- Glen Falls Glen Falls
- Coordinates: 39°25′17″N 80°20′41″W﻿ / ﻿39.42139°N 80.34472°W
- Country: United States
- State: West Virginia
- County: Harrison
- Elevation: 965 ft (294 m)
- Time zone: UTC-5 (Eastern (EST))
- • Summer (DST): UTC-4 (EDT)
- Area codes: 304 & 681
- GNIS feature ID: 1539455

= Glen Falls, West Virginia =

Unincorporated community in West Virginia, United States

Glen Falls is an unincorporated community in Harrison County, West Virginia, United States.
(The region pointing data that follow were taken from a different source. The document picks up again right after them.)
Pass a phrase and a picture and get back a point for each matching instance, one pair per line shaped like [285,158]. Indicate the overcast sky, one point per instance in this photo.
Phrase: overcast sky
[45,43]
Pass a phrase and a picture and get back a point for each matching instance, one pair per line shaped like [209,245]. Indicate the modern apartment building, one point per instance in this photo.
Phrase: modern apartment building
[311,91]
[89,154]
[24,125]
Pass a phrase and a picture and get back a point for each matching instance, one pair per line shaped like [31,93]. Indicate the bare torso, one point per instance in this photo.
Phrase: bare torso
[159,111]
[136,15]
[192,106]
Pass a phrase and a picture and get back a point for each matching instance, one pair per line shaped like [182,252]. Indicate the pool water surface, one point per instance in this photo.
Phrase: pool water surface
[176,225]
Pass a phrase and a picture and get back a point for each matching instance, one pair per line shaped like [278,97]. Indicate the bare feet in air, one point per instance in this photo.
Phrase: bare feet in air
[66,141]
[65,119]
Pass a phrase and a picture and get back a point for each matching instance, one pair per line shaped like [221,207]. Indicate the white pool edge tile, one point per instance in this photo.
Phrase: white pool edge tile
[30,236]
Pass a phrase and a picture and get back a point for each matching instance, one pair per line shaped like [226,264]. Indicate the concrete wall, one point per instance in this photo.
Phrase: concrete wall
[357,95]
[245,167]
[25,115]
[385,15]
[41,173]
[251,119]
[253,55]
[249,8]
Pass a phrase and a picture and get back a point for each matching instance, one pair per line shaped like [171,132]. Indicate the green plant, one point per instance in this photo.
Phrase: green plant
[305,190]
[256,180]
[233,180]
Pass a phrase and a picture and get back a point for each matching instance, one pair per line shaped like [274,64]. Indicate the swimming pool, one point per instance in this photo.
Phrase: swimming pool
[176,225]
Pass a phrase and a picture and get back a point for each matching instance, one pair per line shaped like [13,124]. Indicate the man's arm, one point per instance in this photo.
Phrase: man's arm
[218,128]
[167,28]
Glen Falls is located on the West Fork River 2 mi north of Clarksburg.

A significant part of Glen Falls was once a coal camp which was built around 1880. Glen Falls is largely residential and is essentially a bedroom community for Clarksburg. The area is provided with water service by the Clarksburg Water Board. Glen Falls is the home of the Glen Falls Baptist Church, which was founded in 1901. Glen Falls has had two schools, both of which have been closed and demolished. There was once a train station by the West Fork River in the early 1900s. It housed different stores and even a doctor's office. The superintendent's house from the coal camp is still standing, as are some of the tenants' houses.